ED Ultrasonographic Regional Anesthesia to prevent Incident Delirium in Hip Fracture Patients (EDU-RAPID)
Principal Investigator: Jacques Lee, Sunnybrook Research Institute
Local Investigator: Marcel Émond, MD, MSc, Centre de recherche du CHU de Québec- Université Laval
Co-investigators : Bhandari, T; Borgundvaag, B; Chenkin, J; Chopra, A; Daoust, R; Friedman, S; Haslam, L; Idestrup, C; Jenkinson, R; Kiss, A; Kreder, HJ; Melady, D; Newbigging, J; Ovens, H;
Local research professional: Claire d’Assise Nduwamariya
Granting agency: Canadian Institutes of Health Research – CIHR
Hip fractures are a «burden» for the health care system. It is estimated that milliards of dollars per year are spent for this condition in this country alone. In the future this «burden» is expected to grow since we are faced with increasing aging of the population. The total absolute number is expected to rise up to 45% in the coming years even with a relatively decreasing incidence among the population. Delirium is the most dreaded complication when a hip fracture occurs. This complication of confusion brings on a multitude of problems for the patient and its family: an impairment of autonomy, delay in hospitalization and sometimes death. Regional anesthesia, with nerve bloc in broken hip with an injection, would prove to relieve pain and at the same time, reduce the occurrence of delirium. Unfortunately, ultrasonographic regional anesthesia is under used by the emergency physicians despite the evidence-based efficacy of this technical approach. This technical intervention is proven to be safe for the patient. It is necessary to develop a strategy of implementation to improve the utilization of this technique.

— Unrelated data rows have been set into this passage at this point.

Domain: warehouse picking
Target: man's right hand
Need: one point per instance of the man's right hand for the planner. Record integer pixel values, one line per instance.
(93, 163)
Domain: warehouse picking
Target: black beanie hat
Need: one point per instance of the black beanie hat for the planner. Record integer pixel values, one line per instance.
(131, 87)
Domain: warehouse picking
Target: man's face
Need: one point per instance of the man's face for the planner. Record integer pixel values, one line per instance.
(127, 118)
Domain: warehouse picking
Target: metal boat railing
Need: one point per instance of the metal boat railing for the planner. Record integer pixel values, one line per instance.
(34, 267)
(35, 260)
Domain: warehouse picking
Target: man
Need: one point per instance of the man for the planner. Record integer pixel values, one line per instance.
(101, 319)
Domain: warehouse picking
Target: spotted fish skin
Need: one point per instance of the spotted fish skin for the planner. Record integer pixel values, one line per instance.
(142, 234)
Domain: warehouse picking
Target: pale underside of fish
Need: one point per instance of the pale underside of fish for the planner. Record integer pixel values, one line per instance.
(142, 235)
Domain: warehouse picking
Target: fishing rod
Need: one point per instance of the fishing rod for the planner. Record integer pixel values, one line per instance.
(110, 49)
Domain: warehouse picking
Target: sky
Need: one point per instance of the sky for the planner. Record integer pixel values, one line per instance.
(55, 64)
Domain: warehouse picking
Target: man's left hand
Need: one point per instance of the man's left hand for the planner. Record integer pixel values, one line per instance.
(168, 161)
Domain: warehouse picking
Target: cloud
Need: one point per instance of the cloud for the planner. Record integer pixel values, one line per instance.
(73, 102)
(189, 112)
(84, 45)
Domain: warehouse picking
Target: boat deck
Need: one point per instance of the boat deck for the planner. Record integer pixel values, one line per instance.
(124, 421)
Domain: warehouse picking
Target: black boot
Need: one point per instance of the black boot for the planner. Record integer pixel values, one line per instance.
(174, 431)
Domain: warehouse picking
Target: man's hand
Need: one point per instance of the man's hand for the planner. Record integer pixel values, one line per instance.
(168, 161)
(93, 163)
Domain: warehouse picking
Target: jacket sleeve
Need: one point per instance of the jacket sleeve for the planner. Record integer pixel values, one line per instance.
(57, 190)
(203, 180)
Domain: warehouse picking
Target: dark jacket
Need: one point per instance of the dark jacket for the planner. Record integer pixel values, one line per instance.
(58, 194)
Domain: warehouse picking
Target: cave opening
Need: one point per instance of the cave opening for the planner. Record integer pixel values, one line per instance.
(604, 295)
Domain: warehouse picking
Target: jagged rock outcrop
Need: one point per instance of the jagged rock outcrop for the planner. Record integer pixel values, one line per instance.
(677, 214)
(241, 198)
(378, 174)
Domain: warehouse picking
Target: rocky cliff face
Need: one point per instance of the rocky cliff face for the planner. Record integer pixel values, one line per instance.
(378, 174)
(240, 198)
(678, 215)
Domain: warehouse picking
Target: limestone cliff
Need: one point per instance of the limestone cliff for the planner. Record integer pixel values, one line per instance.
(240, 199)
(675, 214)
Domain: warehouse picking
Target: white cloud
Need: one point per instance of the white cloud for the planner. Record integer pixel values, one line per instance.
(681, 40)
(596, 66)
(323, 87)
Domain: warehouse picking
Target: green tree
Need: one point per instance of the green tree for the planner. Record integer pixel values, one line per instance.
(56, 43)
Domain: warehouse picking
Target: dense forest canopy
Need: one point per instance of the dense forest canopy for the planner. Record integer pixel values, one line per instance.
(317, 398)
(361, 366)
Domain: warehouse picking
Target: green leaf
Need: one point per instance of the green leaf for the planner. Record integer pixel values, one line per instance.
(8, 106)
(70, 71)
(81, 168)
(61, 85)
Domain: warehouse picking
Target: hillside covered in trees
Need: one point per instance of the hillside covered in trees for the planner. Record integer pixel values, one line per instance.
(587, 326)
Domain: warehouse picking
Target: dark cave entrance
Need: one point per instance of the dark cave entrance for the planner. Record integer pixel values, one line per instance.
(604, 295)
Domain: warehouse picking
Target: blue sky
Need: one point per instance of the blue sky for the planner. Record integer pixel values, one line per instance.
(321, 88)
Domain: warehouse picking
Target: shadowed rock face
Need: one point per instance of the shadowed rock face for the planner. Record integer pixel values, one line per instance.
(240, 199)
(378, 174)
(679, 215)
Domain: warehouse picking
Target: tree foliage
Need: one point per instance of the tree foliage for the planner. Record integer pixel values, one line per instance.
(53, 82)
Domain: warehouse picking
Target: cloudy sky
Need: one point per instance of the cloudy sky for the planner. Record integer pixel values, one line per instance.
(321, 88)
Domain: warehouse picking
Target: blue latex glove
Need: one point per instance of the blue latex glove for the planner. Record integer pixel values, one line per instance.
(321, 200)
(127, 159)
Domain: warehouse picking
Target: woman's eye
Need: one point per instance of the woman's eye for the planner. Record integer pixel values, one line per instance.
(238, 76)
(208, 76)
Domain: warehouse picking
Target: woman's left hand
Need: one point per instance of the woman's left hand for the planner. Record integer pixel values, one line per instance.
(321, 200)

Main objective: The main objective of this study is to measure the proportion of new case of delirium at 7 days post injury and visit to ED in terms of nerve bloc intervention or not
Method: A randomized cluster study and wedge study where the ED physician is randomized to receive a formation KTP (Knowledge To Practice Intervention) strategy will be used. Doctors will be randomized by small groups and will receive the formation over a period of approximately 18-20 months. This way, the first physicians to receive the formation will be encourage to use the nerve bloc on the eligible patients during their shifts. The nerve bloc will be used 2 hours following the confirmation of hip fracture by radiology pictures. The other doctors will be the control group as well as their patients who are victims of hip fracture during this period. Following, 8-9 weeks, another small group of physician will be ns will be selected and will apply the nerve bloc treatment. This process will be repeated until all the doctors have the formation of KTP. All the patients presenting a hip fracture will have surgery and will be followed by the research team whether or not they have had regional anesthesia. The follow up will be done up to 7 days after the insult or the visit to the ED. This will ensure to get the outcomes of the study. The physician who will perform the nerve bloc will demand a verbal consent from the patient to meet the research team. The patient who will not get the intervention (nerve-bloc) will be the control group and they will be asked by the treatment team to get a verbal consent. A written consent will be completed by a research team member to administer the surveys, following their verbal consent
Hypothesis: It is to suggest that a strategy (Knowledge to Practice Intervention-KTP) transfer of knowledge and practices could facilitate and encourage the ED physicians to use the nerve bloc anesthesia through ultrasonography and influence the future of the patient.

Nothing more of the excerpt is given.